Padahal Emma sendiri masih bingung bagaimana mengatakannya kepada Laras.Tapi tiba-tiba Laras sudah mengatakan semua yang ingin ia katakan, Emma menghela nafasnya karena ia pasti tidak tega melakukan hal tersebut pada sahabatnya.
"Dan Emma... satu hal lagi."
"Ya..? apa ini mengenai uang pesangonmu dan Ella. Tenang saja aku akan meminta Thomas mengeluarkan uang yang pantas untuk kalian berdua." Jawab Emma.
"Bukan, ini mengenai Ella dan Tuan Edward. Mereka tampak seperti..."
"Sepasang kekasih, maksudmu." Jawab Emma cepat tanpa menunggu jawaban Laras.
"Ahh... kau sudah mengetahuinya. Bukan aku tidak menyukai Edward Huxley, tapi kau lihat bagaimana sejarah perwanitaannya selama ini." Laras tampak kesal, ia bahkan memainkan jari jemarinya.
Emma masih tampak terdiam, haruskah ia memberi tau Laras bahwa suaminya mengetahuinya. ("Tidak perlu, ini akan menambah beban Laras. Lebih baik ia tidak mengetahuinya.)
"Aku hanya menduganya Laras, belakangan ini aku melihat ada yang aneh diantara mereka." Jawab Emma berbohong, ia menutupinya dengan langsung menenggak minuman kopinya.
-----------------------------
"Apa??!!!" Teriak Edward tidak percaya, matanya menatap dengan kesal.
"Edward, kau tidak perlu berteriak seperti itu." Ucap Ella lebih kesal, ia pun mulai memindahkan beberapa peralatan jerami ke tempatnya.
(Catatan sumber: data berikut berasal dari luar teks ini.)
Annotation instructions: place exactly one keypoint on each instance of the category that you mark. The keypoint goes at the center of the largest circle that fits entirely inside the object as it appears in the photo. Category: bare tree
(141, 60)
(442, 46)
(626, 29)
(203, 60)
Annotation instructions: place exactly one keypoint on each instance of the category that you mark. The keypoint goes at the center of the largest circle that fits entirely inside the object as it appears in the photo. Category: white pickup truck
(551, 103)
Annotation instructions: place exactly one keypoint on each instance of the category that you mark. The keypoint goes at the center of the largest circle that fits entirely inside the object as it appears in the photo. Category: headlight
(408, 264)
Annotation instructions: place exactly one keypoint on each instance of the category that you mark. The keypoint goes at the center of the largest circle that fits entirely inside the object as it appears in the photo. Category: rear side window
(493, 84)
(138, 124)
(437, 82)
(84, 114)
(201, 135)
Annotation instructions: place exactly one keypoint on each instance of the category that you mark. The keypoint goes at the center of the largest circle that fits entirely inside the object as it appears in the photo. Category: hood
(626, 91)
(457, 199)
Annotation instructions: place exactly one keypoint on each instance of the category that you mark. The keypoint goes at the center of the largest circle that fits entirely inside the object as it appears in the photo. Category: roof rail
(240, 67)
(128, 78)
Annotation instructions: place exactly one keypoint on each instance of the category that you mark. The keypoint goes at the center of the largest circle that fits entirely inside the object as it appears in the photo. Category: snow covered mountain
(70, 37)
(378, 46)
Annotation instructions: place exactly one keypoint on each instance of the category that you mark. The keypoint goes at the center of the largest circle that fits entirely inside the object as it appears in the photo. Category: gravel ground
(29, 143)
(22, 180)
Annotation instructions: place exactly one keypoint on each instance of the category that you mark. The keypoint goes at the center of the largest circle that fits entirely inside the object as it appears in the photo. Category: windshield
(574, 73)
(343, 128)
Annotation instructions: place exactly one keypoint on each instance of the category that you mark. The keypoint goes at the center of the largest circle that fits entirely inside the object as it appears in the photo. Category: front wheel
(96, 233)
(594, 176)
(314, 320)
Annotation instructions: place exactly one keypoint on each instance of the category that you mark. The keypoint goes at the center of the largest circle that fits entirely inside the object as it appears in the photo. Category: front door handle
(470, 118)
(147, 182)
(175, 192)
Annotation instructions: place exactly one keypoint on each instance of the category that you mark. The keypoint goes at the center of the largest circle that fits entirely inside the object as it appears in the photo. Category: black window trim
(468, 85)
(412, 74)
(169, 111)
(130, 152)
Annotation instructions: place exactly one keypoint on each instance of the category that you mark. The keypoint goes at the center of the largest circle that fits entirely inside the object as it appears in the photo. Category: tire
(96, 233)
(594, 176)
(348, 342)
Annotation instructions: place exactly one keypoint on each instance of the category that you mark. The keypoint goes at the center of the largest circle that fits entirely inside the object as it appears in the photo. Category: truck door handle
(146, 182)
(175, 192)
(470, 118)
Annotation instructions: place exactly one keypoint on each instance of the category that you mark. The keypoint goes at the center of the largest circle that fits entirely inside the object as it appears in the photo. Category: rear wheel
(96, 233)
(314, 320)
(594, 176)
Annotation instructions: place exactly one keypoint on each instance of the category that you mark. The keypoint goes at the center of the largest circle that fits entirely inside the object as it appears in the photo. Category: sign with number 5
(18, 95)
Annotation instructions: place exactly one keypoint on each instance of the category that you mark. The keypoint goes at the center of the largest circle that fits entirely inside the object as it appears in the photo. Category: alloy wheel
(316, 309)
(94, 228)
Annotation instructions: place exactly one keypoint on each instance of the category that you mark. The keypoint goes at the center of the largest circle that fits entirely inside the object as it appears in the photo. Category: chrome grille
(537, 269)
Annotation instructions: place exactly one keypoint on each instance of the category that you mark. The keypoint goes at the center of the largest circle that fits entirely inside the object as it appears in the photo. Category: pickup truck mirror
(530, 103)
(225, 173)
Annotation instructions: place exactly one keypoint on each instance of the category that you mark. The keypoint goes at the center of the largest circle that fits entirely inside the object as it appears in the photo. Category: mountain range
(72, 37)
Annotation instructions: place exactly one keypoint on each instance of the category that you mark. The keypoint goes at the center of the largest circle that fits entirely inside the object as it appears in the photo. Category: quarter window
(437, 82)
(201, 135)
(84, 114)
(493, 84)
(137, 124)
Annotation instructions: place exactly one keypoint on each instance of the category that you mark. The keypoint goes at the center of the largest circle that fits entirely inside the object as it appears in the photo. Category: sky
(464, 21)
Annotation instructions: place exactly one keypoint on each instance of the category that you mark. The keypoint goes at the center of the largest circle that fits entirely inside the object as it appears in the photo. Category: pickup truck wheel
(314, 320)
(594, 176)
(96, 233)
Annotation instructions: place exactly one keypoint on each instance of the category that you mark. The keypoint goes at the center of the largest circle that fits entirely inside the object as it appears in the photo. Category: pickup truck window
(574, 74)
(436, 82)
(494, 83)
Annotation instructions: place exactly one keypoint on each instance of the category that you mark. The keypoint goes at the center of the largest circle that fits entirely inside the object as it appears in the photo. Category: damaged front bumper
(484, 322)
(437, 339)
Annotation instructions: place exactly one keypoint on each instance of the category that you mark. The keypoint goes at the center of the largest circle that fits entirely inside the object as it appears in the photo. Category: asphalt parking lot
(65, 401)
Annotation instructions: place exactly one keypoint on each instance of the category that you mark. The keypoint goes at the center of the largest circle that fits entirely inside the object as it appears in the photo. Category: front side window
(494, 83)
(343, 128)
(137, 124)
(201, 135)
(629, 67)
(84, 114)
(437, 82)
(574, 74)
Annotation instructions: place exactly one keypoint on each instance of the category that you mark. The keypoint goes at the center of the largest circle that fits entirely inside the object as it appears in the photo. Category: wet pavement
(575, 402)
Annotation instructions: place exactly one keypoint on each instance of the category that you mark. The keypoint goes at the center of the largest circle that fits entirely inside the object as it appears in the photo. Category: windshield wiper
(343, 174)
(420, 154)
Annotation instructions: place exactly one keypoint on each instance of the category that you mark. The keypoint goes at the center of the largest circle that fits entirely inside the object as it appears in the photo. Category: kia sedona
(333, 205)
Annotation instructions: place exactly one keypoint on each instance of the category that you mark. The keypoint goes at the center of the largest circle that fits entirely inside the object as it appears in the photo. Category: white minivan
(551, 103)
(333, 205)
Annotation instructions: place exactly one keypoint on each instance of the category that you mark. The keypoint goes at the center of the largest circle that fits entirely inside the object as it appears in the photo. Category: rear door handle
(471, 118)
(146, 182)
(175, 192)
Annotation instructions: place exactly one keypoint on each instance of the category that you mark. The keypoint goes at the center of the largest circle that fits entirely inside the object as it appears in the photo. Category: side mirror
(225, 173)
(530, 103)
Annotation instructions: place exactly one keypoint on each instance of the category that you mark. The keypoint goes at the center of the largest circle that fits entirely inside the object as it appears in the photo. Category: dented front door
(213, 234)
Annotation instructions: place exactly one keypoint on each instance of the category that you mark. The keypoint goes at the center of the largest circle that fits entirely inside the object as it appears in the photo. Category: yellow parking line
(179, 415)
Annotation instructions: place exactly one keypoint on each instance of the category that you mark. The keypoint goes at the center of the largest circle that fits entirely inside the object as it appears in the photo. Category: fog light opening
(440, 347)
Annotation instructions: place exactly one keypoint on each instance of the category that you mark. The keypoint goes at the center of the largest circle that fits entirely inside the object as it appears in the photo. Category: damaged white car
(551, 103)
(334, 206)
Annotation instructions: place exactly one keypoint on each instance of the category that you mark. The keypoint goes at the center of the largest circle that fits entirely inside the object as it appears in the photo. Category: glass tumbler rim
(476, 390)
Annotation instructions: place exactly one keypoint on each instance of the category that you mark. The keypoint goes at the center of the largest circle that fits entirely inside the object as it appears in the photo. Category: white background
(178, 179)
Edward masih saja membuntuti Ella yang sedang bertugas membersihkan kandang kuda.
"Apa kau tau, BRISTOL?? Itu jauh dari london, kau bisa menempuh tiga jam perjalanan dari sini." Ucap Edward masih mengikuti langkah Ella. Terdengar Hercules meringkik dalam kandangnya,
"Lihat kan.. Bahkan Hercules setuju dengan pendapatku."
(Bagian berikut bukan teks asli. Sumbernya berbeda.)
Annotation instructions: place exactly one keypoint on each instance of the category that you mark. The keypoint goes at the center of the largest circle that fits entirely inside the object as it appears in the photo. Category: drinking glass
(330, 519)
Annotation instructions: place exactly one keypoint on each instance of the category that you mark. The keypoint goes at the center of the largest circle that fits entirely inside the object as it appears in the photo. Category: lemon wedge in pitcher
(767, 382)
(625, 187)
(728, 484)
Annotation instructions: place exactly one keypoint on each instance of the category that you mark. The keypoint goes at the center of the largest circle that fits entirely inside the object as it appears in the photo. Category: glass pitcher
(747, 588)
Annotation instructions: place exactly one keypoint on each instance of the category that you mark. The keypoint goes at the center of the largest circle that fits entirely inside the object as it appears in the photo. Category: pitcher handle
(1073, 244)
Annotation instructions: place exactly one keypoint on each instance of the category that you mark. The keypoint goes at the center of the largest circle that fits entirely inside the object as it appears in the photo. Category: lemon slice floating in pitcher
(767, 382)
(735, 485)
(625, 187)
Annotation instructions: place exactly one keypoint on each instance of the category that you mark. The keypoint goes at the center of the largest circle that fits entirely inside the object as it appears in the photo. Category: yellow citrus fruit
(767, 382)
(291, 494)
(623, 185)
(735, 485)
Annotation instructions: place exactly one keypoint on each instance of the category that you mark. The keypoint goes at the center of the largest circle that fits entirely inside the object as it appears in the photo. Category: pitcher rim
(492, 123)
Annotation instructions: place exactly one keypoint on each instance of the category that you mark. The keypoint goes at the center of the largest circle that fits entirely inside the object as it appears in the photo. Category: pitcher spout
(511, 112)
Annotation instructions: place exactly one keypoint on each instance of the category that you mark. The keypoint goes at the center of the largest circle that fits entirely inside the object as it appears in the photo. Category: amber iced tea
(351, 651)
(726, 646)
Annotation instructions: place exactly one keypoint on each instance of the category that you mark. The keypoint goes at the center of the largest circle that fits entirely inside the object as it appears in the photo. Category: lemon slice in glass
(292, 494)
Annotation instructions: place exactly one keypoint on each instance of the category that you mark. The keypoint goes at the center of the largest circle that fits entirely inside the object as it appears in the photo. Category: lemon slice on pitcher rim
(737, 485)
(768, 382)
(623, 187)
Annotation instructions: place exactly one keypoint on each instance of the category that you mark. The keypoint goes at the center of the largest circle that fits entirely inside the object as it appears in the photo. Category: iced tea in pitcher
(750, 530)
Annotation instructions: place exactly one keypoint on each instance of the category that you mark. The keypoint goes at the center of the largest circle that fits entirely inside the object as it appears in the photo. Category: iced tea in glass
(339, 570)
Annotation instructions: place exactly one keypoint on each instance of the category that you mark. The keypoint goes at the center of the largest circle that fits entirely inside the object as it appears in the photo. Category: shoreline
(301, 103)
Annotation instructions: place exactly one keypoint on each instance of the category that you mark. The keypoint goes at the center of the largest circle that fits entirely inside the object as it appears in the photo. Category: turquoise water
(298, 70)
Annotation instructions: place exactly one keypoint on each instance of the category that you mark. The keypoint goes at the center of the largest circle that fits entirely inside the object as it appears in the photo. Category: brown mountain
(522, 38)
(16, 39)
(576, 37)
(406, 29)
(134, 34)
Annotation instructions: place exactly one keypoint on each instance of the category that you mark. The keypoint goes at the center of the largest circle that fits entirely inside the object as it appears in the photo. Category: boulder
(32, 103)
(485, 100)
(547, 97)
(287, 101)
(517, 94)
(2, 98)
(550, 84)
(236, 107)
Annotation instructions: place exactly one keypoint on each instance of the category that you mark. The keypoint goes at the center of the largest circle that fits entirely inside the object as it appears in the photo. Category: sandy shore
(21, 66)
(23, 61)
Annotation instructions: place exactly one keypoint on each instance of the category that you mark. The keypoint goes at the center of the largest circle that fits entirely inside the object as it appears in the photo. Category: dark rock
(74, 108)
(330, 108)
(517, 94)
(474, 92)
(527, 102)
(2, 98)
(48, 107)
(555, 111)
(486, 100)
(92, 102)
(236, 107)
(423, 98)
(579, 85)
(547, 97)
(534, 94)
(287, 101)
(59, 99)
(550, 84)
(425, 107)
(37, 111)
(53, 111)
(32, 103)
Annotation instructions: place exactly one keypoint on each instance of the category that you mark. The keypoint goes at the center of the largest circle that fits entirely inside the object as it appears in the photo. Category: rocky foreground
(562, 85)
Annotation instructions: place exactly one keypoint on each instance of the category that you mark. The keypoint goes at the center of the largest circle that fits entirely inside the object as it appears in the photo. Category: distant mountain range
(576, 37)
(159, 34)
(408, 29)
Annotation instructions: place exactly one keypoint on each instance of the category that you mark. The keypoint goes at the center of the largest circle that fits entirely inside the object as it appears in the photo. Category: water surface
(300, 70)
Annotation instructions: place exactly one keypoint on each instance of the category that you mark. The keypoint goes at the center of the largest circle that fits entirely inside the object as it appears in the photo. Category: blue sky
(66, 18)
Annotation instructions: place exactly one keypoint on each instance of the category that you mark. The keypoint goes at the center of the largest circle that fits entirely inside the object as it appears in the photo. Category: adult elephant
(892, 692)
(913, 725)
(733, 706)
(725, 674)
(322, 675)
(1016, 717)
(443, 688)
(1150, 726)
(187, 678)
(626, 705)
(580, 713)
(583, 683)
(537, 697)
"Sejak kapan, kau pandai berbahasa binatang? Minggir..!!, atau sikat ini mengenai kepalamu yang keras itu." Ella menubruk dengan sengaja Edward yang menghalangi jalannya.
"Untuk apa juga kau dan ibumu harus keluar dan berhenti bekerja?" Edward masih saja memprotes.
"Pertama Kota Bristol kota yang kecil dan indah, tidak terlalu bising seperti di London. Biaya hidup disana juga tidak mahal, tidak seperti disini. Dan aku akan memutuskan untuk kuliah disana." Ucap Ella sambil menyikat lantai.
"Apa ??!! Kau benar-benar konyol Ella. Ketika banyak penduduk Britania, ingin kuliah di London. Kau malah memilih tempat yang sangat jauh."
Apa ini soal uang?? seharusnya kau tidak perlu khawatir. Aku bisa memberikanmu..."
Ella sudah kesal dan dengan cepat mengacungkan sikat lantainya yang panjang ke arah Edward. "Kalau kau berpikir, aku membutuhkan uangmu Tuan Edward. Akan kusikat MULUTMU!!" Ucap Ella benar-benar sudah kesal.
"Apa??!! Kau berani melakukannya? coba saja!!" Tantang Edward, Ella memajukan langkahnya dengan sikat lantai yang masih mengarah ke depan, disaat yang bersamaan Edward pun ikut mundur. Ella melangkah lagi dengan kesal, dan Edward pun melangkah mundur kembali.
"Kau serius. Ingin menyikat mulutku dengan itu??" Tunjuk Edward melirik ke sikat lantai milik Ella.
"Hhheehhh... Ayolah Edward, kau harusnya tidak bersikap seperti anak-anak. Ambil positifnya, tidak ada embel-embel lagi kalau aku ini adalah pelayanmu. Dan ini sudah lama sekali kurencanakan dengan ibuku."
"Menurutmu, untuk apa aku dan ibuku bekerja keras selama ini? Hanya untuk bekerja dengan keluargamu, hingga aku menjadi perawan tua?"Ucap Ella sudah menurunkan sikat lantainya.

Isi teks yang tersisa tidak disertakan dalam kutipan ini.